Contrast this current performance optimisation-driven approach with some classical models such as, for example, a model proposed by Riesenhuber and Poggio (2000). The model expanded on HMAX (Riesenhuber & Poggio, 1999) which accomplished size and translation invariance by positing cells tuned to specific views of specific objects with an addition in the form of a hypothesis about object-tuned cells ensuing after view-tuned cells, where the former accomplish invariance to rotation in depth and illumination by pooling over the latter. In the case of this model, there is an explicit hypothesis about how representations differ across stages of processing, and how they accomplish invariance necessary for object recognition. Comparing such a model using RSA with the brain is much less underdetermining than in the case of DCNNs.

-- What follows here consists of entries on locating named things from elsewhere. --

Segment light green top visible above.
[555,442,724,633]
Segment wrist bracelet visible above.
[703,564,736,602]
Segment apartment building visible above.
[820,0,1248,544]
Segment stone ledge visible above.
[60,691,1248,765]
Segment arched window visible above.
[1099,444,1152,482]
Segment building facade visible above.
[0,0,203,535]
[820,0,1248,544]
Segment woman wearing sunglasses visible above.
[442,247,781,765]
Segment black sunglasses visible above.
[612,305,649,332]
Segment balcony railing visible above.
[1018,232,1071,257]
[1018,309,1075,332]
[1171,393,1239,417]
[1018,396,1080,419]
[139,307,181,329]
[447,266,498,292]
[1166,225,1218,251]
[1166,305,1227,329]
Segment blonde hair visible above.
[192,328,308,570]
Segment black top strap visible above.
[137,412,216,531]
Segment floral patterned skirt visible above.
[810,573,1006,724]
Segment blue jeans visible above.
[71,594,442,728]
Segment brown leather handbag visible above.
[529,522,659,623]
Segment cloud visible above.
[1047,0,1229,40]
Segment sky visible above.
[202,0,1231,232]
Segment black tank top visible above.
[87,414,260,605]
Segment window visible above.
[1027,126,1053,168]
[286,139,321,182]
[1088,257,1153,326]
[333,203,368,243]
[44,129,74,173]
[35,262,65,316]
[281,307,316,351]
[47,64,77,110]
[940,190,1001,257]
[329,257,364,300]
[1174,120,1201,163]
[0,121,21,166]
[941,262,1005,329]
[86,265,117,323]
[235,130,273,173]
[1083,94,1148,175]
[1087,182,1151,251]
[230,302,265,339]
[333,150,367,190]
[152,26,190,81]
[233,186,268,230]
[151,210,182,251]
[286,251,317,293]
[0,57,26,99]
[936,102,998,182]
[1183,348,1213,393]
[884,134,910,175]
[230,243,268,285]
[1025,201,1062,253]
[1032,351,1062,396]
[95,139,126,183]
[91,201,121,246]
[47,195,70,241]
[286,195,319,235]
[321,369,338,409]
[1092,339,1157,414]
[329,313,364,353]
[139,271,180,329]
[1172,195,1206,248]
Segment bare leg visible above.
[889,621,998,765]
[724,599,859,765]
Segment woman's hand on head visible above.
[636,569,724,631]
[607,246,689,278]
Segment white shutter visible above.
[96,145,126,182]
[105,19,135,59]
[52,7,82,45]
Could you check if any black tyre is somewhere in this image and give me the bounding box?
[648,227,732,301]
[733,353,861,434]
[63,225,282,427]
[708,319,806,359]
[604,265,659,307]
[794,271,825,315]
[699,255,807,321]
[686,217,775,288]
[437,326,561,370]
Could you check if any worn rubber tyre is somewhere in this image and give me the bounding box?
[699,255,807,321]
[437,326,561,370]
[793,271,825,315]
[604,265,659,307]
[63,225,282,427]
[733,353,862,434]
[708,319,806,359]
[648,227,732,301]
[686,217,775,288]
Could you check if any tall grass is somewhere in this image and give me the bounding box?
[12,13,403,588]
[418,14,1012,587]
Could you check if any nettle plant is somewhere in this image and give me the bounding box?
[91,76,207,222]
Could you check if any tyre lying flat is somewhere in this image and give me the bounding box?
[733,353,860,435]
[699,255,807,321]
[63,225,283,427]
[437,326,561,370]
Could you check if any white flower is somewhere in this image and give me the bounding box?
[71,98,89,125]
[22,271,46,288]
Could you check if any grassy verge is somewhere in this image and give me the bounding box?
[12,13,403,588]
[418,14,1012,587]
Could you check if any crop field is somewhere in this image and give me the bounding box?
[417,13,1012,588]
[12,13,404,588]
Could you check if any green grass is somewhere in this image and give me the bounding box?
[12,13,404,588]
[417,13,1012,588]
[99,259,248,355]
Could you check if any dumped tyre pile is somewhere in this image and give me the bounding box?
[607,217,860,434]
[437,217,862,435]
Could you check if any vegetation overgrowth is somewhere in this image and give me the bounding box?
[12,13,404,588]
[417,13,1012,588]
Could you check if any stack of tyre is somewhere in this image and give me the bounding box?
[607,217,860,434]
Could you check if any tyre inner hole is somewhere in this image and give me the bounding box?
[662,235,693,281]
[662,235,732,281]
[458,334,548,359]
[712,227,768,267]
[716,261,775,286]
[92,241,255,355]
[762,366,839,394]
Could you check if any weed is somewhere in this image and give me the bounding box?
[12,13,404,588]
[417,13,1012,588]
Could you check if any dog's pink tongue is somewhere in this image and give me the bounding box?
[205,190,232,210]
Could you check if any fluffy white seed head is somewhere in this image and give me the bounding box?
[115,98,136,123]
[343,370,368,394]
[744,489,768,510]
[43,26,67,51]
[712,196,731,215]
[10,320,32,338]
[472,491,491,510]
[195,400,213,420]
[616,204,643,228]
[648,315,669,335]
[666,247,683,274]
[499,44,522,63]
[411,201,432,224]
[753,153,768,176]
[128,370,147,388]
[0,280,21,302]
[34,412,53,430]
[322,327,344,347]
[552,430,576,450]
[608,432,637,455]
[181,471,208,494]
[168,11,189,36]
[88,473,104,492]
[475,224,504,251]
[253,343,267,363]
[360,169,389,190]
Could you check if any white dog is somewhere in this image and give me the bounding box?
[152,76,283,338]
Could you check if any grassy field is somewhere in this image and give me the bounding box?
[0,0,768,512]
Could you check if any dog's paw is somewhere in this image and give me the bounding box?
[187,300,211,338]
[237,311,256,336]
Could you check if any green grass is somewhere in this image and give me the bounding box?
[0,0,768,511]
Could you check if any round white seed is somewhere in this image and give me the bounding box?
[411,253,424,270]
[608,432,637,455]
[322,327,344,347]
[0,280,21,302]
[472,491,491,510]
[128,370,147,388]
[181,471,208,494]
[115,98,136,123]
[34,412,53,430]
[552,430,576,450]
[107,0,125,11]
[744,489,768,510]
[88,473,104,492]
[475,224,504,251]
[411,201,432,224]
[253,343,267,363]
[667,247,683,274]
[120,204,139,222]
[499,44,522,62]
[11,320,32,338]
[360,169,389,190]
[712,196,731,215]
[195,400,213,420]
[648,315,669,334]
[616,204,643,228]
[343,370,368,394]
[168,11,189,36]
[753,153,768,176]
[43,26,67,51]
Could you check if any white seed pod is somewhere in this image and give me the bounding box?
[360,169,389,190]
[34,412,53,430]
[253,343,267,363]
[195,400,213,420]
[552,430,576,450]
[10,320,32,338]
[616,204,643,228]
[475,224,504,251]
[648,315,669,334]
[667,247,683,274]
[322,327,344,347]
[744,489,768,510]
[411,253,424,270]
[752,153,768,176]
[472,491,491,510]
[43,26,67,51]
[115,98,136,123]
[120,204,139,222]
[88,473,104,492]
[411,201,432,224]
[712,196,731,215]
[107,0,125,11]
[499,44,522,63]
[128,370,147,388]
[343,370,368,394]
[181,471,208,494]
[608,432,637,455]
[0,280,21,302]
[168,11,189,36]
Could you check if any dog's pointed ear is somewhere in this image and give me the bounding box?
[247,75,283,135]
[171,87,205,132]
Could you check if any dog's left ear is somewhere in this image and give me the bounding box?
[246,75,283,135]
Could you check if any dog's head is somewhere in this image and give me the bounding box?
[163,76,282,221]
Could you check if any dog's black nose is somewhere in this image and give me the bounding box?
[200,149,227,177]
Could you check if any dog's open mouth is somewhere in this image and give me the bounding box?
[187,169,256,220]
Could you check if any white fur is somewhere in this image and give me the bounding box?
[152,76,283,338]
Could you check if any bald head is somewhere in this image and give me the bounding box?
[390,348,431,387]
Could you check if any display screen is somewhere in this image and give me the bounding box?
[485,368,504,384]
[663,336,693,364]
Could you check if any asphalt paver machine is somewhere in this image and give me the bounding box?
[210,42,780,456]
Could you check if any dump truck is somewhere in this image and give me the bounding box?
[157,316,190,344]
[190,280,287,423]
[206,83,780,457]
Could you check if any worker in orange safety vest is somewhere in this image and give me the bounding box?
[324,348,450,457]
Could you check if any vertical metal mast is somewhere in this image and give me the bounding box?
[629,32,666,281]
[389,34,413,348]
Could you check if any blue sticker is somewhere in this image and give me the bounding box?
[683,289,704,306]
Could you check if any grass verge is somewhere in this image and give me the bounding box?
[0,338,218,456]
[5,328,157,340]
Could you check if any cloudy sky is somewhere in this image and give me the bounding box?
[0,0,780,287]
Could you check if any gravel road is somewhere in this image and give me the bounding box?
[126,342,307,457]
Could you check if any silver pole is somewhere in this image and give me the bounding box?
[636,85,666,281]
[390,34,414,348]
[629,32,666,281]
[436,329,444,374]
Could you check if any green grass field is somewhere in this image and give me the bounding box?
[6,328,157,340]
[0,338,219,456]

The architectural constraints of current DCNNs do not reflect similar theoretical considerations about the biological structure and representational strategies across stages of processing. DCNNs are then compared with the brain using a variety of similarity measures that are not arbitrated between on the grounds of relevance. Hence, this whole practice of DCNN model building and RSA-based comparisons proceeds entirely in a theory-free way about population coding. Consequently, object recognition is not mechanistically explained either in a how-possibly or how-actually way.

9 Conclusion

It has been claimed both across neuroscience and philosophy that DCNNs can be or that they already are mechanistic explanations of object recognition, while RSA has been taken to be able to corroborate DCNNs as mechanistic explanations. The arguments presented suggest that there are aspects of the current scientific practice of using DCNNs with RSA that are not conducive to the goal of mechanistically explaining object recognition and learning about the representations in the ventral stream. There are readily available constraints the scientific practice could use that would be beneficial towards this goal. The first suggestion is to architecturally constrain DCNNs more carefully, by invoking biological constraints known to exist in the ventral stream. More theoretically informed architectural constraints would help models converge to solutions that would not be under-constraining for the purposes of learning about representational vehicles in the target system and would be able to reduce the underdetermination arising from multiple similarity measures used in this context. The second suggestion is that the relevance of similarity measures should also be tested rigorously. Given that current scientific practice does not reflect these concerns, DCNNs are neither how-actually nor how-possibly mechanistic explanations of object recognition.